La última gran globalización se desencadenó a partir de 1989, caída del muro de Berlín, y 1991, fin de la Unión Soviética. Las potencias occidentales se montaron en el nuevo carrusel de comercio mundial, internet y viajes low cost, convencidas de que se tragarían al mundo entero. Algún ingenuo decretó que la historia había terminado. El primer particularismo que reaccionó fue el islam radical. Atentado de las Torres Gemelas, año 2001. Siendo coherentes con sus ambiciones globales, los países de Occidente quisieron contratacar: combatieron en Irak y Afganistán, para controlar ese extraño patriotismo religioso islámico y también el petróleo que, en parte, lo alimenta.

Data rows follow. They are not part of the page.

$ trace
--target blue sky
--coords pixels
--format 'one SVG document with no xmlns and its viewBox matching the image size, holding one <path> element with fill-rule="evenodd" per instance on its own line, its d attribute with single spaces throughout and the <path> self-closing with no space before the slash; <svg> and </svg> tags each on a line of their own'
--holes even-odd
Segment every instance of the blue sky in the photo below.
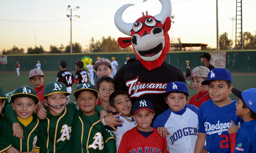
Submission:
<svg viewBox="0 0 256 153">
<path fill-rule="evenodd" d="M 204 43 L 216 47 L 216 0 L 172 0 L 172 14 L 175 17 L 170 37 L 180 37 L 183 43 Z M 123 19 L 134 23 L 147 10 L 149 15 L 158 14 L 161 3 L 157 0 L 44 0 L 0 1 L 0 51 L 14 45 L 26 51 L 30 47 L 42 45 L 49 51 L 50 45 L 60 46 L 70 41 L 70 11 L 73 11 L 72 41 L 87 48 L 92 37 L 100 40 L 102 36 L 128 37 L 120 32 L 113 21 L 116 10 L 128 3 L 134 4 L 124 12 Z M 256 31 L 256 0 L 243 2 L 243 31 L 255 34 Z M 224 32 L 232 37 L 232 21 L 236 16 L 236 0 L 218 0 L 219 34 Z M 234 31 L 235 31 L 234 27 Z M 172 31 L 173 31 L 173 34 Z M 234 32 L 234 37 L 235 34 Z M 35 37 L 36 41 L 35 40 Z"/>
</svg>

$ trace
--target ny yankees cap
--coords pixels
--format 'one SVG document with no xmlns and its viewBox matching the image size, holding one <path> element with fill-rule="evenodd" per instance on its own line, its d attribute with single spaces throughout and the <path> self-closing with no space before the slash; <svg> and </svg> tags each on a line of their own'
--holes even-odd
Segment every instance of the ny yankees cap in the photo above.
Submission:
<svg viewBox="0 0 256 153">
<path fill-rule="evenodd" d="M 98 60 L 96 62 L 95 62 L 95 63 L 93 65 L 93 69 L 95 69 L 98 66 L 101 65 L 106 65 L 111 67 L 111 62 L 110 62 L 109 60 L 105 58 L 102 58 L 99 60 Z"/>
<path fill-rule="evenodd" d="M 204 53 L 201 56 L 198 56 L 199 57 L 204 57 L 208 59 L 209 60 L 211 60 L 211 58 L 212 58 L 212 55 L 208 53 Z"/>
<path fill-rule="evenodd" d="M 15 92 L 11 97 L 12 102 L 18 97 L 29 97 L 35 100 L 35 104 L 39 102 L 39 99 L 36 96 L 36 92 L 34 89 L 29 87 L 21 87 L 18 88 Z"/>
<path fill-rule="evenodd" d="M 6 97 L 5 95 L 3 94 L 3 88 L 0 85 L 0 99 L 7 99 L 8 98 Z"/>
<path fill-rule="evenodd" d="M 203 81 L 203 85 L 208 85 L 212 80 L 227 80 L 232 83 L 232 76 L 230 72 L 224 68 L 215 68 L 208 73 L 207 79 Z"/>
<path fill-rule="evenodd" d="M 148 109 L 153 113 L 156 112 L 151 101 L 142 99 L 135 102 L 131 110 L 131 114 L 134 115 L 138 111 L 143 109 Z"/>
<path fill-rule="evenodd" d="M 74 62 L 74 63 L 79 67 L 84 66 L 84 62 L 81 60 L 78 60 L 77 61 Z"/>
<path fill-rule="evenodd" d="M 256 88 L 251 88 L 244 91 L 233 88 L 232 93 L 243 101 L 253 112 L 256 113 Z"/>
<path fill-rule="evenodd" d="M 46 85 L 44 91 L 44 97 L 58 93 L 65 93 L 67 96 L 70 95 L 67 91 L 67 86 L 64 84 L 55 81 Z"/>
<path fill-rule="evenodd" d="M 195 77 L 207 78 L 207 76 L 209 71 L 209 69 L 205 66 L 200 66 L 195 67 L 192 70 L 191 76 L 186 77 L 186 80 L 191 80 L 192 78 Z"/>
<path fill-rule="evenodd" d="M 29 79 L 30 79 L 32 77 L 37 76 L 44 77 L 44 73 L 43 73 L 42 70 L 34 68 L 30 70 L 30 71 L 29 72 Z"/>
<path fill-rule="evenodd" d="M 189 89 L 188 89 L 186 83 L 179 81 L 175 81 L 168 83 L 166 86 L 166 92 L 163 94 L 163 95 L 165 96 L 166 94 L 174 91 L 182 92 L 187 94 L 188 96 L 189 95 Z"/>
<path fill-rule="evenodd" d="M 74 92 L 74 96 L 78 96 L 81 92 L 88 91 L 93 92 L 95 96 L 97 96 L 99 93 L 95 85 L 88 83 L 84 83 L 76 87 L 76 91 Z"/>
</svg>

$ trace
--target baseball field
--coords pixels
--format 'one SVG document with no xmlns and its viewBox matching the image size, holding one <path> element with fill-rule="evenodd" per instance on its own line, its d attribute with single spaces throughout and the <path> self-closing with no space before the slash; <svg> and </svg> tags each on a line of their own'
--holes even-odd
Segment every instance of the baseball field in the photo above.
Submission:
<svg viewBox="0 0 256 153">
<path fill-rule="evenodd" d="M 44 72 L 45 79 L 44 84 L 47 84 L 52 82 L 55 81 L 57 72 Z M 75 74 L 76 72 L 72 72 Z M 251 88 L 256 88 L 256 74 L 232 74 L 233 85 L 233 88 L 237 88 L 241 91 L 244 91 Z M 34 88 L 29 79 L 29 72 L 21 72 L 20 76 L 17 76 L 16 73 L 0 73 L 0 85 L 3 89 L 4 92 L 6 94 L 12 91 L 17 88 L 23 85 L 26 85 L 30 87 Z M 190 81 L 190 85 L 192 81 Z M 187 85 L 188 87 L 189 85 Z M 76 90 L 76 85 L 73 84 L 72 86 L 72 93 L 70 95 L 70 101 L 73 102 L 75 98 L 73 94 Z M 194 89 L 189 89 L 189 96 L 191 97 L 196 94 Z M 233 94 L 230 97 L 237 100 L 237 98 Z"/>
</svg>

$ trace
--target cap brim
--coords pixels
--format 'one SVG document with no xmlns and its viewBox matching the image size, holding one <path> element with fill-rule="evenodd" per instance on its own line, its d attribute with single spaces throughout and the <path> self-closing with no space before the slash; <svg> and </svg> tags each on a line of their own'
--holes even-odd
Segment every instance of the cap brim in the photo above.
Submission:
<svg viewBox="0 0 256 153">
<path fill-rule="evenodd" d="M 25 94 L 25 93 L 20 93 L 16 94 L 13 95 L 11 97 L 11 100 L 12 102 L 13 102 L 13 100 L 19 97 L 29 97 L 35 100 L 35 104 L 37 104 L 39 102 L 39 99 L 37 96 L 35 96 L 33 94 Z"/>
<path fill-rule="evenodd" d="M 92 92 L 93 93 L 93 94 L 94 94 L 95 95 L 97 95 L 97 96 L 99 96 L 99 93 L 97 91 L 94 90 L 94 89 L 88 89 L 88 88 L 83 88 L 83 89 L 79 89 L 79 90 L 77 90 L 76 91 L 74 92 L 74 94 L 73 94 L 74 96 L 76 96 L 79 94 L 80 94 L 80 93 L 81 93 L 81 92 L 84 91 L 89 91 Z"/>
<path fill-rule="evenodd" d="M 236 89 L 236 88 L 233 88 L 231 90 L 232 91 L 232 93 L 234 94 L 236 96 L 238 97 L 239 99 L 244 101 L 243 99 L 243 97 L 242 97 L 242 91 Z"/>
</svg>

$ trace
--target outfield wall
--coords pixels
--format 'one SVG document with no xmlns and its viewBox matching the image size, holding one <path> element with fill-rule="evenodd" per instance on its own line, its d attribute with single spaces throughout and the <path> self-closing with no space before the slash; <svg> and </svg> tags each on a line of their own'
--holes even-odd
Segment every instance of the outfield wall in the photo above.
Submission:
<svg viewBox="0 0 256 153">
<path fill-rule="evenodd" d="M 198 56 L 201 55 L 205 51 L 210 51 L 170 52 L 166 55 L 165 61 L 185 72 L 186 60 L 189 60 L 189 64 L 193 68 L 202 65 Z M 231 72 L 256 73 L 256 50 L 221 51 L 226 52 L 226 68 Z M 119 54 L 83 53 L 6 55 L 7 64 L 0 64 L 0 71 L 16 71 L 15 65 L 17 61 L 20 64 L 20 72 L 29 71 L 35 68 L 35 65 L 38 60 L 40 61 L 41 68 L 43 71 L 58 71 L 60 70 L 58 62 L 61 60 L 65 60 L 67 62 L 67 69 L 75 71 L 75 64 L 73 62 L 78 60 L 81 60 L 84 56 L 90 57 L 93 61 L 96 60 L 98 57 L 109 59 L 112 57 L 114 57 L 120 67 L 126 61 L 126 57 L 131 58 L 135 57 L 133 52 Z"/>
</svg>

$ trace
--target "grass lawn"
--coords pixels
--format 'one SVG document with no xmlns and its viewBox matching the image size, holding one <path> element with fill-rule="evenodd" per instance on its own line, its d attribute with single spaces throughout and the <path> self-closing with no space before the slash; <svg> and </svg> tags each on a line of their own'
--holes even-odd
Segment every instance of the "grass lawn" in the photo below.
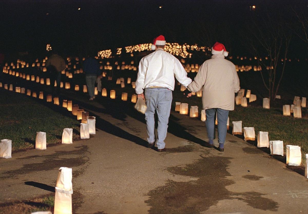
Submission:
<svg viewBox="0 0 308 214">
<path fill-rule="evenodd" d="M 61 113 L 65 109 L 40 101 L 0 88 L 0 139 L 12 140 L 13 151 L 33 148 L 37 131 L 46 133 L 48 145 L 61 143 L 65 128 L 79 130 L 78 120 Z M 80 138 L 76 134 L 73 140 Z"/>
<path fill-rule="evenodd" d="M 188 110 L 191 106 L 198 106 L 200 114 L 202 109 L 201 98 L 194 96 L 187 98 L 179 91 L 179 88 L 176 88 L 173 93 L 172 109 L 174 109 L 176 102 L 186 103 L 189 105 Z M 255 101 L 254 103 L 253 102 L 248 103 L 248 107 L 246 107 L 236 105 L 234 110 L 230 111 L 229 114 L 230 128 L 229 132 L 232 133 L 233 121 L 241 120 L 243 127 L 254 127 L 256 141 L 254 144 L 256 145 L 258 131 L 268 131 L 270 140 L 283 141 L 285 155 L 286 145 L 300 146 L 303 160 L 305 155 L 308 153 L 307 108 L 302 108 L 302 116 L 303 118 L 294 118 L 292 114 L 291 116 L 282 115 L 282 105 L 280 108 L 271 107 L 270 109 L 266 109 L 262 107 L 261 104 L 259 105 L 260 102 L 257 101 Z M 284 104 L 291 104 L 287 100 L 277 102 L 282 103 L 285 102 Z M 199 115 L 199 118 L 200 116 Z M 302 163 L 303 164 L 304 162 Z"/>
</svg>

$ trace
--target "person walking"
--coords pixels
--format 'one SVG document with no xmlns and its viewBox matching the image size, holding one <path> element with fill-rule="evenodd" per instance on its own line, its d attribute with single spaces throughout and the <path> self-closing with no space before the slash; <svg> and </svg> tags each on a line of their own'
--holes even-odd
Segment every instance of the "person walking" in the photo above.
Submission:
<svg viewBox="0 0 308 214">
<path fill-rule="evenodd" d="M 234 110 L 234 93 L 239 91 L 240 80 L 233 63 L 225 59 L 228 55 L 225 46 L 216 42 L 212 48 L 211 59 L 201 65 L 187 89 L 197 92 L 202 89 L 202 103 L 205 110 L 205 124 L 209 147 L 214 147 L 215 115 L 218 122 L 219 150 L 223 151 L 229 111 Z"/>
<path fill-rule="evenodd" d="M 151 49 L 155 51 L 140 61 L 135 90 L 138 98 L 145 98 L 148 147 L 152 148 L 155 144 L 154 115 L 156 111 L 158 119 L 156 143 L 157 151 L 164 151 L 172 101 L 172 91 L 174 90 L 174 76 L 185 87 L 192 80 L 187 77 L 178 60 L 164 50 L 166 41 L 163 36 L 160 35 L 154 39 L 153 44 Z"/>
<path fill-rule="evenodd" d="M 58 55 L 54 50 L 52 54 L 46 62 L 46 67 L 50 76 L 51 93 L 59 96 L 60 94 L 60 83 L 61 81 L 61 71 L 65 69 L 65 61 L 63 58 Z M 55 81 L 57 83 L 56 92 L 55 93 Z"/>
<path fill-rule="evenodd" d="M 89 100 L 93 100 L 95 99 L 94 88 L 96 78 L 101 76 L 99 64 L 94 58 L 88 57 L 83 62 L 83 69 L 86 74 L 86 82 L 90 96 Z"/>
</svg>

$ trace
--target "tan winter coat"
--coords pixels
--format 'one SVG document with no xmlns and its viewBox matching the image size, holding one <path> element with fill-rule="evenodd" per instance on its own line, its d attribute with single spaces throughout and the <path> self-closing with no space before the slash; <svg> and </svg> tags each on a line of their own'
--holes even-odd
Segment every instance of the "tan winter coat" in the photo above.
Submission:
<svg viewBox="0 0 308 214">
<path fill-rule="evenodd" d="M 202 89 L 204 109 L 232 111 L 234 110 L 234 93 L 240 90 L 240 80 L 234 64 L 225 59 L 222 54 L 216 54 L 201 65 L 187 88 L 193 92 Z"/>
</svg>

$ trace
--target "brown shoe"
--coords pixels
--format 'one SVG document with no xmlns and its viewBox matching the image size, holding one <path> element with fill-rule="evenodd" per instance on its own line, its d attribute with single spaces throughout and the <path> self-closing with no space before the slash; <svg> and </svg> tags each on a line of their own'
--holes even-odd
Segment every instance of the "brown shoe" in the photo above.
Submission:
<svg viewBox="0 0 308 214">
<path fill-rule="evenodd" d="M 148 143 L 148 148 L 153 148 L 153 147 L 154 146 L 154 144 L 155 144 L 155 143 Z"/>
</svg>

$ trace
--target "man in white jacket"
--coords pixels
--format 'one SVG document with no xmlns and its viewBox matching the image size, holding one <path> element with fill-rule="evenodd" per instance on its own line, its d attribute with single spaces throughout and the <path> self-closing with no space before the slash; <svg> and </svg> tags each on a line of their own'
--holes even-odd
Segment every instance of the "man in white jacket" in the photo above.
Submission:
<svg viewBox="0 0 308 214">
<path fill-rule="evenodd" d="M 224 150 L 229 111 L 234 110 L 234 93 L 240 90 L 240 80 L 235 66 L 225 59 L 228 55 L 225 46 L 216 42 L 212 47 L 211 59 L 203 63 L 194 81 L 187 87 L 191 91 L 201 88 L 202 104 L 205 109 L 205 124 L 209 147 L 213 147 L 215 139 L 215 115 L 218 123 L 218 148 Z"/>
<path fill-rule="evenodd" d="M 148 147 L 152 147 L 155 142 L 154 115 L 156 110 L 158 119 L 157 151 L 165 151 L 164 140 L 172 101 L 172 91 L 174 90 L 174 76 L 185 87 L 192 80 L 187 77 L 178 60 L 164 51 L 166 41 L 163 36 L 155 38 L 153 43 L 151 49 L 155 51 L 140 61 L 135 90 L 138 98 L 145 98 Z"/>
</svg>

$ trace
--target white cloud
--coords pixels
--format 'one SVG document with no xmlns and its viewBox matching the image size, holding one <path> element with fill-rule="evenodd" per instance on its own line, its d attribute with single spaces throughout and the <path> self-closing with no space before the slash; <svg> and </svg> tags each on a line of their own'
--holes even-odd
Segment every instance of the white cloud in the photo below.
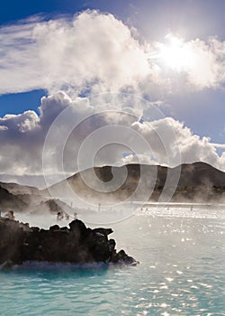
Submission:
<svg viewBox="0 0 225 316">
<path fill-rule="evenodd" d="M 98 165 L 139 159 L 141 163 L 171 167 L 202 161 L 225 171 L 224 153 L 219 156 L 209 138 L 194 135 L 171 117 L 140 123 L 128 112 L 98 113 L 88 98 L 72 100 L 64 92 L 43 98 L 40 110 L 40 116 L 26 111 L 0 118 L 0 126 L 5 126 L 0 128 L 0 173 L 41 175 L 46 139 L 45 172 L 49 175 L 65 172 L 68 176 L 76 171 L 81 145 L 87 146 L 81 167 L 86 166 L 86 158 Z"/>
<path fill-rule="evenodd" d="M 170 35 L 178 42 L 171 49 L 168 36 L 165 42 L 140 43 L 137 38 L 122 21 L 96 11 L 2 26 L 0 93 L 41 88 L 74 97 L 132 87 L 152 96 L 162 87 L 166 93 L 182 84 L 203 88 L 224 83 L 224 42 Z"/>
</svg>

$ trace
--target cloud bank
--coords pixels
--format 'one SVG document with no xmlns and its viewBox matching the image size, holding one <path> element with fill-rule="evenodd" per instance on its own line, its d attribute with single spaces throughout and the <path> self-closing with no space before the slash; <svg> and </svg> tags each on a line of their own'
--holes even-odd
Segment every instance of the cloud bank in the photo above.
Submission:
<svg viewBox="0 0 225 316">
<path fill-rule="evenodd" d="M 203 161 L 225 171 L 224 153 L 219 156 L 209 138 L 194 135 L 184 123 L 172 117 L 140 120 L 126 107 L 99 108 L 87 98 L 73 100 L 58 92 L 42 98 L 40 116 L 26 111 L 0 118 L 0 173 L 37 177 L 43 172 L 45 155 L 45 173 L 64 178 L 80 170 L 77 156 L 86 142 L 84 157 L 91 156 L 94 165 L 148 163 L 174 167 Z"/>
<path fill-rule="evenodd" d="M 46 88 L 75 97 L 131 87 L 151 96 L 162 85 L 165 93 L 173 91 L 179 81 L 218 88 L 224 73 L 225 42 L 216 37 L 184 42 L 169 34 L 163 42 L 143 42 L 113 15 L 96 11 L 0 29 L 2 94 Z"/>
<path fill-rule="evenodd" d="M 224 73 L 225 42 L 215 37 L 143 42 L 113 15 L 96 11 L 2 26 L 0 94 L 46 88 L 49 97 L 40 115 L 0 117 L 0 173 L 38 178 L 47 155 L 45 172 L 68 176 L 79 171 L 80 146 L 90 137 L 86 144 L 90 153 L 98 148 L 97 165 L 203 161 L 225 171 L 217 144 L 158 108 L 160 99 L 181 88 L 222 88 Z"/>
</svg>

Pero el verdadero problema era China. Como saben los sinólogos, el comunismo chino no es sino una forma de nacionalismo. Ante el poderío de Occidente, China ha sabido propulsar algo así como una “contraglobalización”. Se trata de una de esas llaves sutiles, propias de las artes marciales del Lejano Oriente, en que se aprovecha la fuerza del enemigo para tumbarlo. Occidente se precipitó en las oportunidades que el comunismo capitalista chino le brindaba y, hoy en día, se ve a sí mismo cayendo en el vacío. El mundo vuelve a ser lo que tradicionalmente ha sido: en el panorama de los últimos cuatro milenios, la zona más rica del planeta no es Europa, ni América, sino el espléndido mundo oriental.
Ante una globalización que ya no es solo nuestra, con la sensación de que nos echan del carrusel triunfante, somos ahora nosotros los que activamos nacionalismos defensivos. El diagnóstico de los problemas occidentales y sobre todo europeos resulta demoledor: demografía envejecida, conflictos migratorios, graves problemas ambientales, empobrecimiento de la clase media, retraso tecnológico en algunos terrenos clave. Ahora, Occidente ya no combate en Afganistán, sino en Ucrania para defender sus fronteras.
Sin embargo, estos nuevos nacionalismos autoritarios europeos no serán más que un sello, una firma que le pondremos a nuestra decadencia. Generarán, además, conflictos endémicos internos y entre los varios países. Serán el rostro de una larga crisis, de un doloroso declive. Instaurando democracias autoritarias, estaremos adoptando el acto reflejo de los perdedores de la historia. Nuestro verdadero futuro pasa por otras soluciones. Ojalá sepamos encontrarlas.